The gnawing feeling of not trying hard enough worsens when I realize that my high school classes were about the same size — classes in which I knew everyone by the first week.
It’s been more than a month into the spring semester. Why am I failing miserably?
As I asked others at Penn how they recalled names, it surprised me that it didn’t matter so much to everyone. Many students agree that icebreakers don’t always work and shouldn’t be emphasized more than they already are — are we really going to remember someone by knowing her favorite mark of punctuation (a real writing seminar icebreaker)?
We all find it awkward when we mix up names, but it seems I’m the only person upset over rechristening Sam as Wesley and mistaking Mary Kate for Caroline.
College freshman Jane Meyer thinks that it is important — though not a top priority — to learn the names of classmates for the purposes of discussion and collaboration. She says that she comes away from small classes knowing about one-third of the names of her classmates.
We expect professors in small classes to learn our names, but just as the professors work to learn our names, we also need to work to learn each other’s names.

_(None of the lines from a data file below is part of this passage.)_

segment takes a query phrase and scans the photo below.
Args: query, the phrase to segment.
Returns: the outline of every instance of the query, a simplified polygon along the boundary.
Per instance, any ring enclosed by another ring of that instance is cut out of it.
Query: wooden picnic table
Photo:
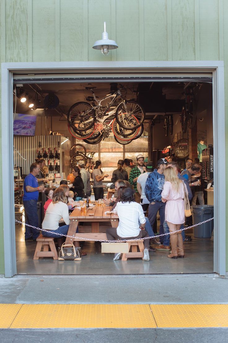
[[[85,240],[84,238],[106,240],[107,239],[105,233],[99,232],[99,223],[102,222],[110,221],[112,227],[117,227],[119,224],[119,217],[114,213],[105,214],[107,211],[110,211],[109,206],[103,204],[102,207],[97,206],[90,209],[86,209],[84,215],[81,213],[81,210],[75,209],[70,215],[70,223],[67,235],[71,236],[78,236],[82,239],[67,237],[66,243],[72,243],[73,241]],[[93,215],[89,215],[93,214]],[[76,230],[79,222],[91,222],[91,233],[76,233]]]

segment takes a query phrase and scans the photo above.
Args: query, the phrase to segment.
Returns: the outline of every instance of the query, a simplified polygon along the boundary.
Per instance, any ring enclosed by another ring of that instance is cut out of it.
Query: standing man
[[[36,177],[39,175],[40,166],[38,163],[32,163],[30,167],[30,173],[24,181],[23,204],[25,209],[25,224],[36,227],[39,227],[39,218],[37,213],[37,200],[39,192],[44,190],[44,186],[38,186]],[[40,234],[37,229],[25,225],[25,240],[36,240]]]
[[[128,179],[129,180],[129,178],[130,176],[130,173],[131,172],[132,169],[132,168],[130,168],[130,161],[128,158],[124,158],[123,162],[124,162],[124,164],[123,168],[125,170],[126,170],[126,172],[128,173]]]
[[[165,158],[160,158],[157,162],[157,169],[150,173],[146,181],[145,195],[149,202],[148,218],[153,228],[153,223],[157,218],[158,212],[160,216],[159,234],[164,233],[163,223],[165,221],[165,203],[161,201],[161,192],[165,183],[165,177],[163,172],[168,163]],[[161,244],[163,238],[160,238]]]
[[[192,194],[191,191],[191,188],[189,187],[189,184],[188,183],[188,181],[186,178],[183,177],[183,176],[182,176],[179,173],[178,171],[178,170],[179,169],[179,166],[178,165],[178,164],[176,162],[169,162],[167,165],[167,166],[170,166],[171,167],[172,167],[172,168],[173,168],[175,171],[175,173],[177,175],[178,178],[179,178],[180,180],[181,180],[183,181],[186,185],[186,187],[187,187],[187,190],[188,190],[188,199],[189,201],[190,201],[192,198]],[[170,231],[169,229],[169,227],[165,221],[164,222],[164,223],[163,224],[163,227],[164,228],[164,234],[169,233]],[[181,224],[180,228],[184,228],[184,224]],[[183,240],[184,240],[185,238],[185,233],[184,231],[182,231],[181,232],[181,233],[182,235],[182,237],[183,237]],[[167,236],[164,236],[163,237],[164,240],[163,241],[163,244],[157,247],[156,246],[155,247],[155,249],[156,250],[164,250],[169,251],[170,250],[170,235],[168,235]]]
[[[85,194],[84,197],[85,197],[87,191],[87,182],[88,181],[87,172],[85,169],[85,164],[84,161],[79,161],[78,164],[78,167],[80,169],[81,176],[84,184],[84,188],[83,189],[83,191]]]
[[[128,173],[123,168],[124,162],[122,159],[119,159],[117,163],[117,169],[113,170],[111,180],[115,183],[118,180],[128,180]]]
[[[144,158],[142,155],[138,155],[137,156],[137,166],[132,169],[130,173],[129,181],[131,185],[133,185],[135,191],[135,201],[138,203],[140,203],[140,194],[137,190],[137,180],[141,174],[146,173],[146,167],[144,166]]]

While I am not suggesting that we all adopt bobblehead doll methods and bend over backwards to name every member of the 10,000-plus Penn population, I think that we need to improve our efforts.
Whether we admit it or not, we all have egos and it’s nice to hear our names. As College freshman Stephanie Munoz said, “I am thrilled when others learn my name because it shows that they made an effort to remember … and address me correctly.”

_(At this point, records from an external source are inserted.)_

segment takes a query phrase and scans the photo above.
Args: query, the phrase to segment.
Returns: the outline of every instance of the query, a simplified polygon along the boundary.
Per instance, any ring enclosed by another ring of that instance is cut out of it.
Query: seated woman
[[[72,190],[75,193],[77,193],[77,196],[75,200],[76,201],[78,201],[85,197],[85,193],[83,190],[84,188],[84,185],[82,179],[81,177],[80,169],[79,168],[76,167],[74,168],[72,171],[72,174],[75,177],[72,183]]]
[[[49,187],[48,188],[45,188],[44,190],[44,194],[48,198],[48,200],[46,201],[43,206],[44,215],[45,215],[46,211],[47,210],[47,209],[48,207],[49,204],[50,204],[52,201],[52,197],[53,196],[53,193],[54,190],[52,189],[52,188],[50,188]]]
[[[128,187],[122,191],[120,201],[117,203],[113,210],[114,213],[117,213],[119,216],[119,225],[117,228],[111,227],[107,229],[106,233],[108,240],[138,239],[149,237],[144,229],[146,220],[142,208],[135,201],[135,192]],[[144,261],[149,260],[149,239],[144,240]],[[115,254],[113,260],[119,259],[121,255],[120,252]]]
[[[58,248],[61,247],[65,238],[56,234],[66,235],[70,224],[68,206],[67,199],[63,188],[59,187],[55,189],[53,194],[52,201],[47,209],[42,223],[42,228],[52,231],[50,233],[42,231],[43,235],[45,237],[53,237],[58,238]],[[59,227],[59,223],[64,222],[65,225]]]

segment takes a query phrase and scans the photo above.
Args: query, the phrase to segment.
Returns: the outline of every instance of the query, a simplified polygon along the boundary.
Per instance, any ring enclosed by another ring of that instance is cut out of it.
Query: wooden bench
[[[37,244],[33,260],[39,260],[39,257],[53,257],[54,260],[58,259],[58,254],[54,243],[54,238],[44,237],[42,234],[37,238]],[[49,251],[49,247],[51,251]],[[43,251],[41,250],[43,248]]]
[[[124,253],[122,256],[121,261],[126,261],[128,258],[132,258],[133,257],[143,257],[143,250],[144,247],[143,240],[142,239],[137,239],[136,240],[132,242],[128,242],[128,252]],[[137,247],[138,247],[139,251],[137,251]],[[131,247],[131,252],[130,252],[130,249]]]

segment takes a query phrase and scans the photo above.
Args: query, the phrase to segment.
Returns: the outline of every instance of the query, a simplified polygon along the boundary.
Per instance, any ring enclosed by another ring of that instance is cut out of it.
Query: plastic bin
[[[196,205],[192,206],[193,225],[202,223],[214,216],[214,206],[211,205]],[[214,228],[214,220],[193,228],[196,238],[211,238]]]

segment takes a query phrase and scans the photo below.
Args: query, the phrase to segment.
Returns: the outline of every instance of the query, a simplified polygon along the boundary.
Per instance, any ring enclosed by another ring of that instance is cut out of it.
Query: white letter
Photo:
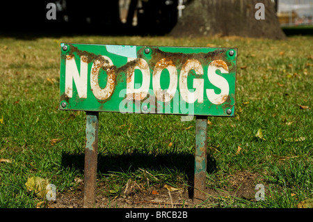
[[[73,96],[73,79],[77,88],[79,98],[87,98],[87,57],[81,57],[81,75],[76,65],[74,56],[66,56],[65,62],[65,94],[68,97]]]
[[[170,86],[168,90],[161,88],[161,73],[167,69],[170,73]],[[163,58],[155,64],[152,75],[153,92],[159,101],[169,102],[172,100],[177,87],[177,70],[174,63],[168,58]]]
[[[113,93],[115,87],[115,74],[113,69],[113,63],[110,58],[102,56],[99,58],[96,58],[91,68],[90,87],[91,90],[98,100],[104,100],[109,98]],[[108,76],[106,86],[104,88],[101,88],[99,86],[99,70],[101,68],[106,70]]]
[[[190,70],[193,70],[195,73],[203,74],[203,68],[201,63],[196,59],[188,59],[184,64],[179,74],[179,92],[182,97],[188,103],[193,103],[198,100],[198,102],[203,102],[204,79],[194,79],[193,87],[195,92],[191,93],[188,90],[187,77]]]
[[[257,20],[265,19],[264,4],[263,3],[257,3],[255,8],[259,8],[255,12],[255,17]]]
[[[51,8],[51,9],[46,14],[47,19],[48,20],[51,20],[51,19],[55,20],[55,19],[56,19],[56,4],[54,3],[48,3],[47,4],[46,8]]]
[[[145,99],[150,85],[150,70],[147,62],[143,58],[128,58],[127,62],[136,60],[135,65],[127,71],[127,97],[128,100],[142,100]],[[138,69],[143,74],[141,87],[135,88],[135,70]]]
[[[225,78],[216,73],[217,70],[220,70],[223,74],[228,73],[227,65],[223,60],[214,60],[209,65],[207,69],[207,76],[209,81],[215,86],[220,88],[221,92],[220,94],[216,94],[214,89],[207,89],[207,95],[211,103],[221,104],[228,97],[230,86]]]

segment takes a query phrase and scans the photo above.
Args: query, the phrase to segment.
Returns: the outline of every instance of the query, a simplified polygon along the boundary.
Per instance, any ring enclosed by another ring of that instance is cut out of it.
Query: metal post
[[[195,153],[193,203],[199,204],[205,200],[207,175],[207,116],[195,116]]]
[[[99,112],[86,112],[83,207],[95,203],[98,154]]]

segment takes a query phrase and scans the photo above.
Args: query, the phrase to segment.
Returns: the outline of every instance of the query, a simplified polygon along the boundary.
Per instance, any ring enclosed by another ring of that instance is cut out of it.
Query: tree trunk
[[[255,17],[257,3],[265,6],[264,19]],[[170,33],[174,37],[215,35],[286,38],[271,0],[193,0]]]

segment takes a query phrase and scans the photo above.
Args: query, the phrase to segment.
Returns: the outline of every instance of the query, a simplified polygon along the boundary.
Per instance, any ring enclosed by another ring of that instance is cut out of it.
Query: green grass
[[[296,207],[313,194],[312,40],[1,36],[0,159],[11,162],[0,162],[0,207],[35,207],[41,200],[27,191],[28,177],[49,179],[58,193],[74,190],[75,179],[83,178],[86,114],[58,110],[62,42],[237,47],[236,117],[209,118],[214,168],[207,184],[231,190],[232,175],[257,173],[265,200],[220,195],[200,207]],[[259,129],[266,140],[255,136]],[[108,198],[122,195],[128,182],[143,190],[192,187],[195,120],[100,113],[99,132],[98,184]]]

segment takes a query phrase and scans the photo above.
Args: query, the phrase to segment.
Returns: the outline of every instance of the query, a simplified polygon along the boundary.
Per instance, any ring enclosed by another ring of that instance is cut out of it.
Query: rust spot
[[[128,93],[126,95],[126,98],[131,100],[143,100],[147,97],[147,95],[143,93]]]
[[[87,58],[87,56],[81,56],[81,61],[84,63],[88,63],[88,58]]]
[[[223,68],[224,70],[228,70],[227,65],[223,60],[214,60],[212,61],[212,65],[216,66],[217,68]]]

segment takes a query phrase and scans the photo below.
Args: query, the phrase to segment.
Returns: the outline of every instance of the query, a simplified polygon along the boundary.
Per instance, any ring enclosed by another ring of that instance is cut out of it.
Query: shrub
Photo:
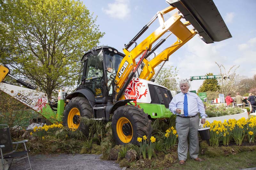
[[[227,107],[224,104],[216,106],[204,103],[205,113],[208,117],[221,116],[226,115],[231,115],[238,113],[242,113],[244,111],[238,107]]]

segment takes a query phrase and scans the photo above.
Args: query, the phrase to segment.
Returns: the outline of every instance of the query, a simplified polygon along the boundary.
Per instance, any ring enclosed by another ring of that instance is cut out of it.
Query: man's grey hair
[[[187,80],[187,79],[186,80],[181,80],[180,82],[180,85],[182,84],[187,84],[189,87],[190,87],[190,84],[189,84],[189,80]]]

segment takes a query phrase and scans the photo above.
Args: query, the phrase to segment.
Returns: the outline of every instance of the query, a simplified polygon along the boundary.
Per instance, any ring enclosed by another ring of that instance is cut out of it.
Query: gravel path
[[[88,154],[60,154],[29,156],[34,170],[122,170],[118,164],[110,160],[103,160],[101,155]],[[25,170],[28,168],[28,159],[13,163],[10,170]]]

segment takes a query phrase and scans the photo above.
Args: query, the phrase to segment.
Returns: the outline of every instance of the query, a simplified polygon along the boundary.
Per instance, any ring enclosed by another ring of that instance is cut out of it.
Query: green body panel
[[[58,100],[58,106],[57,108],[57,119],[59,121],[61,121],[63,117],[65,102],[64,100],[60,99]]]
[[[134,103],[131,103],[135,105]],[[164,105],[140,103],[137,103],[137,104],[139,107],[143,109],[144,112],[150,115],[153,119],[168,118],[173,114]]]
[[[40,111],[39,113],[52,123],[55,122],[56,119],[60,121],[60,120],[58,119],[56,117],[55,112],[52,110],[48,104],[46,104],[45,106],[43,108],[41,113]]]

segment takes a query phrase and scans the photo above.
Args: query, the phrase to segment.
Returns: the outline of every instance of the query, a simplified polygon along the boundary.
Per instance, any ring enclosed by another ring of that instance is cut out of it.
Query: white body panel
[[[149,93],[148,84],[153,85],[167,89],[165,87],[154,82],[134,78],[131,80],[124,92],[126,99],[135,99],[134,103],[150,103],[151,96]]]
[[[41,111],[48,103],[46,94],[34,90],[0,83],[0,90],[37,112]]]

A study done by the Institute for the Study of Child Development shows that names hold a great deal of power. “[H]earing one’s own name has unique brain functioning activation specific to one’s own name in relation to the names of others.”
In other words, our brains perk up and are more alert and active when someone addresses us as Melissa or Kavya as opposed to “Hey you, blue sweatshirt girl,” gesturing in our direction.
I know it’s difficult. It’s tempting to give up and say, “Oh, I am just so bad with names!” But, we shouldn’t. I have tried rhyming people’s names, learning two names a day and initiating conversations about linoleum with the sole purpose of using names out loud.
Experience has shown me that when conversing with a familiar stranger about yoga classes at Pottruck, there isn’t a single graceful way in which to break the exchange and ask, “Excuse me, what is your name, again?” But I do it gracelessly anyway:
“Sorry, I recognize your face but am blanking out on your name even though we’ve been talking for a good 20 minutes. Have we met?”
Do I feel dumb? Yes. Do I wish I had a rhyme to know that person’s name? Yes.
But awkwardness aside, I have met another person and learned her name, improved the sense of community at Penn and made a large place a tad smaller.